Egyptian-born Toronto entrepreneur Mahmoud Hashim said he felt helpless watching the anti-Mubarak protests in Egypt. Unable to return to his home country, he watched, like the rest of us, as his countrymen and women were dying for democracy.
With the death toll approaching 200, Hashim wanted a way to memorialize those who had died. So, he contacted Toronto’s 1000Memories, a website that creates online memorial pages for deceased loved ones. Hashim sent an impassioned plea to the website’s co-founders, asking them for help to create memorial pages for the 142 confirmed dead in Egypt.

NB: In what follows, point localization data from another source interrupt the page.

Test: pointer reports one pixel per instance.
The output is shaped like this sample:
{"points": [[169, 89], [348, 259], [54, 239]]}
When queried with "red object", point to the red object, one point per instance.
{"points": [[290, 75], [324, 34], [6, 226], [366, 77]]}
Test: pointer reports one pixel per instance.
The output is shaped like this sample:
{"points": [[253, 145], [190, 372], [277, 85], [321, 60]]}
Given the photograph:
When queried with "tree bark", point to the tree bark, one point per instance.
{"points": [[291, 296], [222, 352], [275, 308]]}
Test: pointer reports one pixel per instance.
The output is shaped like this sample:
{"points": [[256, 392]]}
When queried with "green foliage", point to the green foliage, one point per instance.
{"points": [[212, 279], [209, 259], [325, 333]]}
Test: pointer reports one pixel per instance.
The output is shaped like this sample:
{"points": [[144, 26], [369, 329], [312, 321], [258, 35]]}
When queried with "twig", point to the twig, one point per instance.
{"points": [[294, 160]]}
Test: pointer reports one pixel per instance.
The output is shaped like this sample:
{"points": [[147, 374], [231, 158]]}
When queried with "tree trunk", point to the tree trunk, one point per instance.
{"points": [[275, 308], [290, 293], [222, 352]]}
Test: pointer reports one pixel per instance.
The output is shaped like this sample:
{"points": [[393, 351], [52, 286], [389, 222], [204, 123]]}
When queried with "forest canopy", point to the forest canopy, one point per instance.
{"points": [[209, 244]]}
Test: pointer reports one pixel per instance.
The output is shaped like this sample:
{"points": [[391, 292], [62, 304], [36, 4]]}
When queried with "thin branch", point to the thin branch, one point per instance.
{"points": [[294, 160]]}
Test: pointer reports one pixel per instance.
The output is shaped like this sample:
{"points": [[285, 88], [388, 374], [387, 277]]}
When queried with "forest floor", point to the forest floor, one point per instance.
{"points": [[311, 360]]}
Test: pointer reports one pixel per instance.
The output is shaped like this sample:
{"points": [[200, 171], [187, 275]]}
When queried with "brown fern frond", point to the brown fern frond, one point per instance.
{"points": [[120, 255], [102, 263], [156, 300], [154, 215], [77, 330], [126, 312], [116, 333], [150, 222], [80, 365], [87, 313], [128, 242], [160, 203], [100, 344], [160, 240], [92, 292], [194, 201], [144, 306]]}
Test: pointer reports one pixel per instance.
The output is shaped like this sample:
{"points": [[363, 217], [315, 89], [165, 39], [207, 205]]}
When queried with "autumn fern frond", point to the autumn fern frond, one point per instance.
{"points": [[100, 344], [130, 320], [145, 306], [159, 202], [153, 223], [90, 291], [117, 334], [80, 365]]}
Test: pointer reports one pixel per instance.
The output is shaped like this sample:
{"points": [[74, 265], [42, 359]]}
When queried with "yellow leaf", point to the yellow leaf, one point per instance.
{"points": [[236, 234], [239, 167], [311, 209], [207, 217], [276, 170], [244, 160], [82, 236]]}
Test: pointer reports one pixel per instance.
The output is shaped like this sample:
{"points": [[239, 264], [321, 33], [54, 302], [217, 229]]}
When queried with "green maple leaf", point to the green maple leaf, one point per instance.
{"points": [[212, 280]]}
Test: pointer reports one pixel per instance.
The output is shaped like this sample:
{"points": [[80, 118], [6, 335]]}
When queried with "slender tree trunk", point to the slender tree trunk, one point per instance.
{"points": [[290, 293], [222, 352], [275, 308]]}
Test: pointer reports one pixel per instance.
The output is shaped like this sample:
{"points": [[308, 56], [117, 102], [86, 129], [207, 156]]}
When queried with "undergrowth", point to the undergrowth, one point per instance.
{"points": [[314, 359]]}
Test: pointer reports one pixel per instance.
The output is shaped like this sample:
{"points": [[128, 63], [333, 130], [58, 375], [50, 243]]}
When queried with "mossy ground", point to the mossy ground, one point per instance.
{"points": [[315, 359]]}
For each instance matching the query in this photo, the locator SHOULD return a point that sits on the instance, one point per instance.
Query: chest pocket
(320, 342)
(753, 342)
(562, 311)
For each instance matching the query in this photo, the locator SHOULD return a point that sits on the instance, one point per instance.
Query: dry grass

However, the 1000Memories’ creators went above and beyond what Hashim was looking for; they created the first-ever group memorial in their website’s history, Egypt Remembers. And, as TechCrunch reports, it didn’t take long for the memorial to go viral:
After they sent out the sent to Hashim and others, the page immediately went viral, bringing in over 150,000 unique views in the first 48 hours. Since it went up it has garnered over 46,835 Facebook shares and 4,121 tweets.
“At some point we were getting over a tweet per minute. People were rallying around it because it puts a face on the numbers we see in the news,” said co-founder Adler.
What’s more remarkable is that a little more than half of its traffic is coming directly from Egypt according to Adler, due to shares from influencers like New York Times’ human rights blogger Nick Kristof and popular Egyptian televangelist Amr Khaled, who shared it on his 2 million strong Facebook fan page.
While 1000Memories first pulled its initial list of the departed from a collaborative Google Doc, people have started emailing in names and photos of loved ones directly. After verifying the information with Human Rights Watch officials on the ground in Egypt the cofounders are now linking these and the individual memory pages created (like this one) directly to the main page.
It’s inspiring to see how much the world cares about the struggle in Egypt. Companies like 1000Memories and HootSuite are to be commended for their efforts helping Egyptians from afar, and doubly so for keeping the focus on the real heroes — those on the ground fighting for democracy in that strife-torn country, and those who have died in the effort.
And now that Mubarak has officially resigned, it looks like their efforts have not been in vain.